Absatz eins,Die für die Bildung der Bemessungsgrundlage gemäß Paragraph 238, heranzuziehenden monatlichen Gesamtbeitragsgrundlagen sind aus den nach den Paragraphen 243, 244 und 251 Absatz 4, ermittelten Beitragsgrundlagen eines Beitragsjahres (Absatz 6,) unter Bedachtnahme auf Absatz 2, 3 und 5 wie folgt zu bilden:
- Ziffer einsAus der Summe aller Beitragsgrundlagen der Pflichtversicherung in jedem Beitragsjahr wird je eine durchschnittliche tägliche Beitragsgrundlage (Tagesbeitragsgrundlage) der Pflichtversicherung ermittelt, indem die Summe der Beitragsgrundlagen durch die Zahl der im Beitragsjahr liegenden Beitragstage der Pflichtversicherung unter Bedachtnahme auf Ziffer 2 und Ziffer 4, geteilt wird. Die Tagesbeitragsgrundlage darf die im jeweiligen Beitragsjahr geltende bzw. in Geltung gestandene Höchstbeitragsgrundlage in der Pensionsversicherung nicht übersteigen.
- Ziffer 2Bei der Ermittlung der Tagesbeitragsgrundlage der Pflichtversicherung bleiben Beitragstage der Pflichtversicherung, während welcher wegen Arbeitsunfähigkeit infolge Krankheit oder wegen Mutterschaft nur ein Teilentgelt geleistet worden ist oder während welcher der Versicherte eine Beihilfe zur Deckung des Lebensunterhaltes gemäß Paragraph 20, Absatz 2, Litera c, in Verbindung mit Paragraph 25, Absatz eins, des Arbeitsmarktförderungsgesetzes oder eine Beihilfe zur Deckung des Lebensunterhaltes durch das Arbeitsmarktservice bezogen hat, sowie die auf solche Zeiten entfallenden Beitragsgrundlagen außer Betracht.

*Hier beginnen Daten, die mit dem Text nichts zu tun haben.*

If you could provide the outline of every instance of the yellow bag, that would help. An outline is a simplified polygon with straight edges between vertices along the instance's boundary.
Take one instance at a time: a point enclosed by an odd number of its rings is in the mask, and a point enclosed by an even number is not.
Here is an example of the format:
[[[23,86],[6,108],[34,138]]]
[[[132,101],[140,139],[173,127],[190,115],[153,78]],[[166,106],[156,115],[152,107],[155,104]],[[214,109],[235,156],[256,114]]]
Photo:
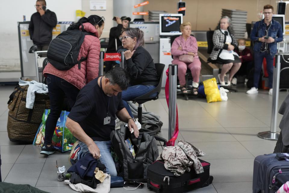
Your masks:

- Ziffer 3Die Tagesbeitragsgrundlage der Pflichtversicherung in einem Beitragsjahr ist mit der Zahl der innerhalb des entsprechenden Kalenderjahres in Beitragsmonaten der Pflichtversicherung (Paragraph 232, Absatz eins,) liegenden Tage erworbener Versicherungszeiten (Versicherungstage) unter Bedachtnahme auf Ziffer 4 und Ziffer 5, zu vervielfachen. Aus dem so errechneten Betrag ist für jedes Kalenderjahr eine monatliche Beitragsgrundlage der Pflichtversicherung zu ermitteln, indem der genannte Betrag durch die Zahl der im Kalenderjahr liegenden Beitragsmonate der Pflichtversicherung geteilt wird. Bei der Vervielfachung der Tagesbeitragsgrundlage und der Ermittlung der monatlichen Beitragsgrundlage bleibt der unmittelbar vor dem Stichtag liegende Beitragsmonat der Pflichtversicherung außer Betracht. Ist in einem Kalenderjahr an Beitragsmonaten der Pflichtversicherung nur der unmittelbar vor dem Stichtag liegende vorhanden, so gilt als monatliche Beitragsgrundlage das Dreißigfache der Tagesbeitragsgrundlage nach Ziffer eins,
- Ziffer 4Im Falle einer durchlaufenden Versicherung ist ein voller Kalendermonat jedenfalls mit 30 Tagen zu zählen, ohne Bedachtnahme darauf, nach welchen Beitragszeiträumen die Beiträge bemessen bzw. abgerechnet wurden.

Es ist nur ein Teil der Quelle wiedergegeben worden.